These documentary films were selected by the Moviepiq editorial team for a rainy night in. Popularity and critic scores don't factor in here. Emotional fit does.
The best documentary movies alone on a rainy night from the 80s and 90s with a shocking twist ending. Includes Baraka, Paris Is Burning, Koyaanisqatsi and mo...
There's a particular kind of film for a rainy night alone - absorbing enough to pull you fully in, good enough that you don't check your phone once.
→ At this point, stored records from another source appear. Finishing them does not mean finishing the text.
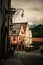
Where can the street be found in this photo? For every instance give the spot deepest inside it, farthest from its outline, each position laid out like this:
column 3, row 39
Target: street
column 24, row 58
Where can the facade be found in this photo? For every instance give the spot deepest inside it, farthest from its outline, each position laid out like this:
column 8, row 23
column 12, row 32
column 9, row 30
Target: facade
column 4, row 26
column 20, row 33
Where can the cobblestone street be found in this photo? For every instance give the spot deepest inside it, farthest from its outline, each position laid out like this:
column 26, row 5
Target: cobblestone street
column 24, row 58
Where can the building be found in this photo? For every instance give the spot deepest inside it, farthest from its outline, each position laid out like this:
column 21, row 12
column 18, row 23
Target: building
column 20, row 34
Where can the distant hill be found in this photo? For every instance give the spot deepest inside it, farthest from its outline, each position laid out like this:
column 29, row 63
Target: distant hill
column 37, row 30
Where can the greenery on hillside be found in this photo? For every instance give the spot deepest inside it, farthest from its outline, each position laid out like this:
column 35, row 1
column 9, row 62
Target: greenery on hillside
column 37, row 31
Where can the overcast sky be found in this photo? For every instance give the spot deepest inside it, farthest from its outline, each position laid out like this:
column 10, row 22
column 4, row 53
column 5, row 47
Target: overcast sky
column 33, row 9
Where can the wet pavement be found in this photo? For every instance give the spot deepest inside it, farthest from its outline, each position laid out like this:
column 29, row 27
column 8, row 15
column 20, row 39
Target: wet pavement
column 25, row 58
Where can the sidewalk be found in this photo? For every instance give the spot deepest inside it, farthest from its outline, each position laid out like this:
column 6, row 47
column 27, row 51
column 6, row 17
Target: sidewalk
column 12, row 62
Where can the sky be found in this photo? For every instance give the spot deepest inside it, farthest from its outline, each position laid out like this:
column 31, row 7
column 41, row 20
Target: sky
column 33, row 10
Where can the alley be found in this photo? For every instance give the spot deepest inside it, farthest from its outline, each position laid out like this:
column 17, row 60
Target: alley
column 24, row 58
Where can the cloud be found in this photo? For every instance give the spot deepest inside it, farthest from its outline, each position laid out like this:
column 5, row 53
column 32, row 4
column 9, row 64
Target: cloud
column 36, row 21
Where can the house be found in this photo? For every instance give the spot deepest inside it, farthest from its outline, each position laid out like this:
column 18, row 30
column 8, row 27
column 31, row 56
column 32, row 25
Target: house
column 20, row 34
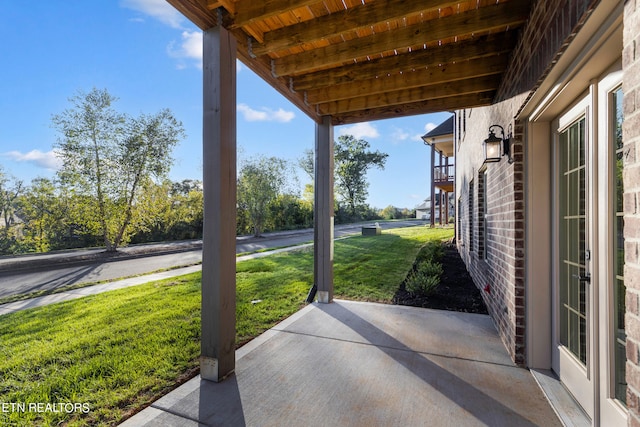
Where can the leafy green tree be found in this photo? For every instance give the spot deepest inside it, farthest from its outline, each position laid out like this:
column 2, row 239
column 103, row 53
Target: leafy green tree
column 289, row 212
column 352, row 160
column 10, row 190
column 112, row 157
column 42, row 210
column 390, row 212
column 260, row 181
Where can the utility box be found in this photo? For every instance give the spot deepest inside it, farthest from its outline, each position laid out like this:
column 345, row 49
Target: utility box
column 371, row 230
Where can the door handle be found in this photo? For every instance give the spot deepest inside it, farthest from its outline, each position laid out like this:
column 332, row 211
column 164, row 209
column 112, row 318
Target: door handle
column 586, row 277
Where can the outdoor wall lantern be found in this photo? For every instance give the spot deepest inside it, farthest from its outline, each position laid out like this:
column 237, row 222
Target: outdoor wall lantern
column 495, row 147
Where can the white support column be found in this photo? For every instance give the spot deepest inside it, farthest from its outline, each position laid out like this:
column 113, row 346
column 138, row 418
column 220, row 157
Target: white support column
column 217, row 358
column 323, row 215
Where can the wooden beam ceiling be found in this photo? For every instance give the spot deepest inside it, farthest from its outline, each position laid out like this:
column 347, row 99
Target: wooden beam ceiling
column 360, row 60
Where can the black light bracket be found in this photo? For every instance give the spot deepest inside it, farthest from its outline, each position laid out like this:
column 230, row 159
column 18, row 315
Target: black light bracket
column 506, row 140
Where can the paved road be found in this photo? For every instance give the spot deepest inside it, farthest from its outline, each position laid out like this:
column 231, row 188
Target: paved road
column 52, row 272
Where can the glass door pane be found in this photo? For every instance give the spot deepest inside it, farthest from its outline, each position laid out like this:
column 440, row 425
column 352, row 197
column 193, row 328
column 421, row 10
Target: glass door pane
column 620, row 344
column 573, row 278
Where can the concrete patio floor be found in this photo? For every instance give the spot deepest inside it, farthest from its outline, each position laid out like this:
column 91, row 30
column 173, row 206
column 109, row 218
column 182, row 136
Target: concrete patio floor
column 364, row 364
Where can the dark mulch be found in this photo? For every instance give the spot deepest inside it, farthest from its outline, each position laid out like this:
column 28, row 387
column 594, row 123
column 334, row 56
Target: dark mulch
column 456, row 291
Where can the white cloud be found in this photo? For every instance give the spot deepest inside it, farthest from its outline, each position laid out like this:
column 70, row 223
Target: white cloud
column 189, row 49
column 159, row 9
column 359, row 131
column 47, row 160
column 427, row 128
column 398, row 136
column 265, row 114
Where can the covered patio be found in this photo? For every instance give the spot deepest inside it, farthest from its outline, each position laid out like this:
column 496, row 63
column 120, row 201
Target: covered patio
column 338, row 61
column 366, row 364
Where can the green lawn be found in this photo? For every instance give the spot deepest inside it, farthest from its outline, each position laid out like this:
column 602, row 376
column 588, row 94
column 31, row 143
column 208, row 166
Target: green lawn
column 120, row 350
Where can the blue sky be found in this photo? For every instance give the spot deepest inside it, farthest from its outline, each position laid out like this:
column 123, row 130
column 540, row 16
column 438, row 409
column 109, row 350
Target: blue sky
column 149, row 56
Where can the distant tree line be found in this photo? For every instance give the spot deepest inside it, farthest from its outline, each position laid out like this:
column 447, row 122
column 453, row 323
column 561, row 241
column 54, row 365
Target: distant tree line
column 112, row 188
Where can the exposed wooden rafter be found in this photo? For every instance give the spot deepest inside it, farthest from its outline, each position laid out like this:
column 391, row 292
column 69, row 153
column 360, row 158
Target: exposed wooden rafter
column 365, row 60
column 364, row 15
column 479, row 21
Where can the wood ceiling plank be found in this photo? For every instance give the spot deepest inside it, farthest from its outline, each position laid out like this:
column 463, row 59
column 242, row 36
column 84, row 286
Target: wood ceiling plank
column 229, row 5
column 479, row 21
column 249, row 11
column 471, row 49
column 414, row 108
column 434, row 75
column 197, row 12
column 399, row 97
column 366, row 15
Go back far enough and you find films that had no idea they'd become classics. The 80s and 90s produced more of them than any other era.
Documentaries work when they trust their subjects. The best ones get out of the way and let reality speak.
A paralysingly beautiful documentary with a global vision-an odyssey through landscape and time-that attempts to capture the essence of life.
Where does voguing come from, and what, exactly, is throwing shade? This landmark documentary provides a vibrant snapshot of the 1980s through the eyes of New York City's African American and Latinx Harlem drag-ball scene. Made over seven years, PARIS IS BURNING offers an intimate portrait of rival fashion "houses," from fierce contests for trophies to house mothers offering sustenance in a world rampant with homophobia, transphobia, racism, AIDS, and poverty. Featuring legendary voguers, drag queens, and trans women - including Willi Ninja, Pepper LaBeija, Dorian Corey, and Venus Xtravaganza.
Takes us to locations all around the US and shows us the heavy toll that modern technology is having on humans and the earth. The visual tone poem contains neither dialogue nor a vocalized narration: its tone is set by the juxtaposition of images and the exceptional music by Philip Glass.
The twist endings that hold up aren't tricks - they're revelations. Everything was there. You just didn't see it yet.
A great documentary is one you find yourself thinking about weeks later. These qualify.